U.S. officials knock EU tax proposal

The Treasury Department warns that the proposal could unfairly discriminate against U.S. companies and calls for a global consensus before the European Union approves it.

3 min read
The Bush administration on Friday raised concerns about a European Union proposal that would require U.S. companies to collect taxes on digital downloads.

In a statement released by the Treasury Department, Deputy Treasury Secretary Kenneth Dam warned that the proposal could unfairly discriminate against U.S. companies and cautioned the EU against approving the proposal before a global consensus emerges on the issue.

After reaching an agreement in principle on the proposal in December, the EU's Council of Economic and Finance Ministers (ECOFIN) is expected to take the next step toward final approval of the proposal on Tuesday.

"Each (EU country) has obligated itself in international treaties not to impose measures that discriminate against nationals of the other signatories," Dam said in the statement. "The EU proposal may be contrary to those agreements. The proposal may potentially be inconsistent with international trade obligations in the World Trade Organization."

But Jonathan Todd, a European Commission spokesman on internal markets and taxation, said that the proposal is in accord with internationally agreed upon principles on taxation, and that Dam's comments were simply giving voice to the complaints expressed by U.S. companies.

"It would be extraordinary and amazing if American firms were happy about having to levy the (value-added tax) for the first time," Todd said.

Dam's statement comes as the global consensus toward restricting Internet taxes appears to be shattering. Although Congress in November extended a ban on Internet taxes in the United States, the three-year extension was far shorter than supporters originally hoped it would be.

Meanwhile, with state revenues dropping with the economic downturn, many state officials, led by Gov. Mike Leavitt of Utah, have been moving to simplify state sales-tax laws and pushing Congress to allow them to collect taxes on e-commerce.

The EU requires digital goods to be taxed at the point where they are supplied.
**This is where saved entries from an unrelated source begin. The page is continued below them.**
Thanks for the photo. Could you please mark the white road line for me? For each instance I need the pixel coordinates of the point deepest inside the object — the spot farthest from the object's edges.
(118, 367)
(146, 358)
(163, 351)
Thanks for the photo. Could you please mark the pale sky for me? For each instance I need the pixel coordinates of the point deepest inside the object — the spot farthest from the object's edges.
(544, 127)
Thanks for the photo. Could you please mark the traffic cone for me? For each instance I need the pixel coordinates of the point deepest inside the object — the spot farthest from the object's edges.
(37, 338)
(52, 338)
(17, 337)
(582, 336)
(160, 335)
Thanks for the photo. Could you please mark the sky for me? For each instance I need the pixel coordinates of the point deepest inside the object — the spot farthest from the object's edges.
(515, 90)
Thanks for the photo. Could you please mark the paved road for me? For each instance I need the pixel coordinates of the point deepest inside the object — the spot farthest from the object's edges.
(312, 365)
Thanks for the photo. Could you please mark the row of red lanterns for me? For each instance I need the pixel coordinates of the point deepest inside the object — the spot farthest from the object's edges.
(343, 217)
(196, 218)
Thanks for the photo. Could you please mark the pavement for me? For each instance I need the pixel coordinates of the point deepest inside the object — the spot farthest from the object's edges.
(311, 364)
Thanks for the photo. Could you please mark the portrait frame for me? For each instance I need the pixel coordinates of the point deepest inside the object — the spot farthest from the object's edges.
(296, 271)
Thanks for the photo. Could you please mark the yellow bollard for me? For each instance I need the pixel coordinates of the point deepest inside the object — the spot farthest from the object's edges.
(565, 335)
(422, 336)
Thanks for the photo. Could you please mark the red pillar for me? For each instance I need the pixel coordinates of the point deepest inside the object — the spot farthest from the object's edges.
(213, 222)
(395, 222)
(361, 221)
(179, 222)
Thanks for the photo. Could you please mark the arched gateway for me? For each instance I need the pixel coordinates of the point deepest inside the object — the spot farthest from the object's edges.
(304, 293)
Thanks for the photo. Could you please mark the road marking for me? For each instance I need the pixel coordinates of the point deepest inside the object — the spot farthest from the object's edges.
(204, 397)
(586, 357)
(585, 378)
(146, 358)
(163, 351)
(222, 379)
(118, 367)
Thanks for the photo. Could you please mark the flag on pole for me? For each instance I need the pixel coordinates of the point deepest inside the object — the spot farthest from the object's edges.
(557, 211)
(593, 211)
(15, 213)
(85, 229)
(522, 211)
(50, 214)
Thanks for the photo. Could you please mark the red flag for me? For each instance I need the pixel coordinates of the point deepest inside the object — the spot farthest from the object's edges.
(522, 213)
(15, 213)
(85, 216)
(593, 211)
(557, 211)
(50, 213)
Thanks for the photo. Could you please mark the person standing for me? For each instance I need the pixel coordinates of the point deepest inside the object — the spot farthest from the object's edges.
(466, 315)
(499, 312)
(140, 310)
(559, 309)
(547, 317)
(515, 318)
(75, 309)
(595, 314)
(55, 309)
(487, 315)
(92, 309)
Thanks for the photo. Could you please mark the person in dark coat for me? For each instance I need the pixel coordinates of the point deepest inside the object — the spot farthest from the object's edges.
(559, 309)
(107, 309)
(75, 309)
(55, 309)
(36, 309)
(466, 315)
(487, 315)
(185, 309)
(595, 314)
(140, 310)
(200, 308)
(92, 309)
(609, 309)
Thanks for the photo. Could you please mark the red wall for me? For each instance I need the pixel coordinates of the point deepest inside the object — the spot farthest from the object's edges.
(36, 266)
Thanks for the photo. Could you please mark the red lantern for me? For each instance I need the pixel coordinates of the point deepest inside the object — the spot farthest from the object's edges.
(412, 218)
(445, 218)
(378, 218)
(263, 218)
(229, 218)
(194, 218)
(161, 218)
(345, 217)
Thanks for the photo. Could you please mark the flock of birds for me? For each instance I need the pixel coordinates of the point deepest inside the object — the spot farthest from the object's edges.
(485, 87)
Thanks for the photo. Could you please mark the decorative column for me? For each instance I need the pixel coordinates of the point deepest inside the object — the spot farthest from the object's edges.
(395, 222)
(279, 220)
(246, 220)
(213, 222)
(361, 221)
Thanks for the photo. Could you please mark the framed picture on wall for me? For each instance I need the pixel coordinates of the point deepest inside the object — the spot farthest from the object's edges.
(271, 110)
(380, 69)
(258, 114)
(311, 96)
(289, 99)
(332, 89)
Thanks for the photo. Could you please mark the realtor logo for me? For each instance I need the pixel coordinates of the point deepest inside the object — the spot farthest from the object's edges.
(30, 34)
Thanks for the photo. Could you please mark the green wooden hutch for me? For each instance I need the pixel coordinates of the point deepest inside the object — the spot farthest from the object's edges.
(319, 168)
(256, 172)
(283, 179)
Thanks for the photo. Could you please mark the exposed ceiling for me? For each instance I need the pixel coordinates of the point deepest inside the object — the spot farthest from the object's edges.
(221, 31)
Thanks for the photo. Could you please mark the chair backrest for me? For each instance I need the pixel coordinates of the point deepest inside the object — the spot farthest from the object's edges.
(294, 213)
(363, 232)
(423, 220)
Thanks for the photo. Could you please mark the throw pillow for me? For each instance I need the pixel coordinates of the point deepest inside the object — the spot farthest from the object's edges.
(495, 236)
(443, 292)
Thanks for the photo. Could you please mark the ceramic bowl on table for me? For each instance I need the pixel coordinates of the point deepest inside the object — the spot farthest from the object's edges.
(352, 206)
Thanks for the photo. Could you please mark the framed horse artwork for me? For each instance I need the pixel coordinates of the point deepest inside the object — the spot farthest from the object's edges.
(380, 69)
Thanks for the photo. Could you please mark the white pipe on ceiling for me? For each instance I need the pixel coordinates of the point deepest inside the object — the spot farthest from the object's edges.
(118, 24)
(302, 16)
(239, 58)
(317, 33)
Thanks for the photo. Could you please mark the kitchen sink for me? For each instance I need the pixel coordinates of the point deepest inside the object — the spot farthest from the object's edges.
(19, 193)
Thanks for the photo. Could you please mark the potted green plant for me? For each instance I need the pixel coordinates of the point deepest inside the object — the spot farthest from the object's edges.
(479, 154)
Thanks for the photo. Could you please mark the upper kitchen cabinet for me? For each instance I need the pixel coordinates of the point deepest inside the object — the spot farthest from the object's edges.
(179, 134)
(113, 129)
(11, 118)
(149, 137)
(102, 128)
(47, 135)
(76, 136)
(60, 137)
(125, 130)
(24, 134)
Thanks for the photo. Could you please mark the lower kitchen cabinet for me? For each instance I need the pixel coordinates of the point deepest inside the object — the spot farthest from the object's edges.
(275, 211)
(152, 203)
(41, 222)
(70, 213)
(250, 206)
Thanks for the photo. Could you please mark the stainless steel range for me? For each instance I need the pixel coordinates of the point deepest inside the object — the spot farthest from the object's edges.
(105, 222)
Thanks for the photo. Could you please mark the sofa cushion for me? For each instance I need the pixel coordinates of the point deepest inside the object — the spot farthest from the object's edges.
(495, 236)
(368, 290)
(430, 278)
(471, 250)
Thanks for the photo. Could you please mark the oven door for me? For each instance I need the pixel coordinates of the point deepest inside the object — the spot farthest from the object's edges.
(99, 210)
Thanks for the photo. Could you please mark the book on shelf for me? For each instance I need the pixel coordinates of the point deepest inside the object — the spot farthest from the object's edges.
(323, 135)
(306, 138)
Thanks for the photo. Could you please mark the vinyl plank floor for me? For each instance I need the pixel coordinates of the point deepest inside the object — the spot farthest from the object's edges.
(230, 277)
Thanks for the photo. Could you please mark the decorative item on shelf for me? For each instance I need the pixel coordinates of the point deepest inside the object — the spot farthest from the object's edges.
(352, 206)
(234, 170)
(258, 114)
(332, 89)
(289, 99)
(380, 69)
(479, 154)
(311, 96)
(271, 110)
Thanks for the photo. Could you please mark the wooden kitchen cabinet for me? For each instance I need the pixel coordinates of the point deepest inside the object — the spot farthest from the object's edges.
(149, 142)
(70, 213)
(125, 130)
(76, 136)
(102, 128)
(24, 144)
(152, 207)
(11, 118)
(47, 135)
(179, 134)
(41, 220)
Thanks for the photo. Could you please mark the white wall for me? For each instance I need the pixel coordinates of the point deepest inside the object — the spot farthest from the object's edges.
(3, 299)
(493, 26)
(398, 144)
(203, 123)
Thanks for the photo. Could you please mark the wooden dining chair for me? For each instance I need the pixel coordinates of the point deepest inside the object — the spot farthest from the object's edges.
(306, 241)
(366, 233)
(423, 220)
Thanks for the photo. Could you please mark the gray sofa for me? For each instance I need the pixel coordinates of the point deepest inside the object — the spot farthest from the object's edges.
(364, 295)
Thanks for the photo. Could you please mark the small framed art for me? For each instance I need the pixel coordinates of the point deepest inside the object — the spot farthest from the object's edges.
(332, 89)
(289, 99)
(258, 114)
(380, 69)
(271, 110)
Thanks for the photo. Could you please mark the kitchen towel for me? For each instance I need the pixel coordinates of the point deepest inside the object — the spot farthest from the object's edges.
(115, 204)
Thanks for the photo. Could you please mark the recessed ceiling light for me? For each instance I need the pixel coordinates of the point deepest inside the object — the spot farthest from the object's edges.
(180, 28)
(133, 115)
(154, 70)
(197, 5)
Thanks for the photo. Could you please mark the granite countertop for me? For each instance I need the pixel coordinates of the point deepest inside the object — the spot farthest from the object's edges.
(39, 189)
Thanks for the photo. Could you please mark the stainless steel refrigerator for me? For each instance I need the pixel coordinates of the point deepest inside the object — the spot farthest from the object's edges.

For example, an EU company that sells an MP3 file or an e-book to a U.S.-based customer is required to collect the EU's value-added tax (VAT). Meanwhile, a U.S. company that sells a similar digital good to an EU resident does not have to collect the tax.

Under the new proposal, digital goods would be taxed at the point of consumption, at least in cross-border sales. EU companies would no longer be required to collect VAT taxes on digital goods sold outside the union, while the EU would require companies based in the United States and other foreign countries to collect the VAT on digital goods they sold into the EU.

No break for small businesses
U.S. companies and industry insiders already have raised numerous objections to the proposal, noting that the definition of "digital goods" is fairly vague in the proposal and warning that small businesses may have a tough time complying with it.

Dam raised further objections to the proposal, warning that it could create an un-level playing field for U.S. businesses. Dam noted that unlike U.S. businesses that sell into the union, EU businesses will still be able to tax digital downloads sold within the European Union at the place of supply.

Thus, while a European company will be able to charge the same tax rate to every European customer, U.S. businesses will have to calculate the tax rate for each European customer who buys a download, based on the country they live in.

"U.S. sellers may be subject to more onerous administrative and compliance requirements than are placed on their EU competitors," Dam warned.

In addition, Dam noted that while some EU countries charge a lower VAT for books and newspapers, that same tax break wouldn't be available for digital versions of those products.

ECOFIN is expected to reach a political agreement on the tax proposal on Tuesday. But the proposal will still need to be approved by the European Parliament and by the parliaments of individual EU members before it will be formally implemented. That process could take up to 18 months.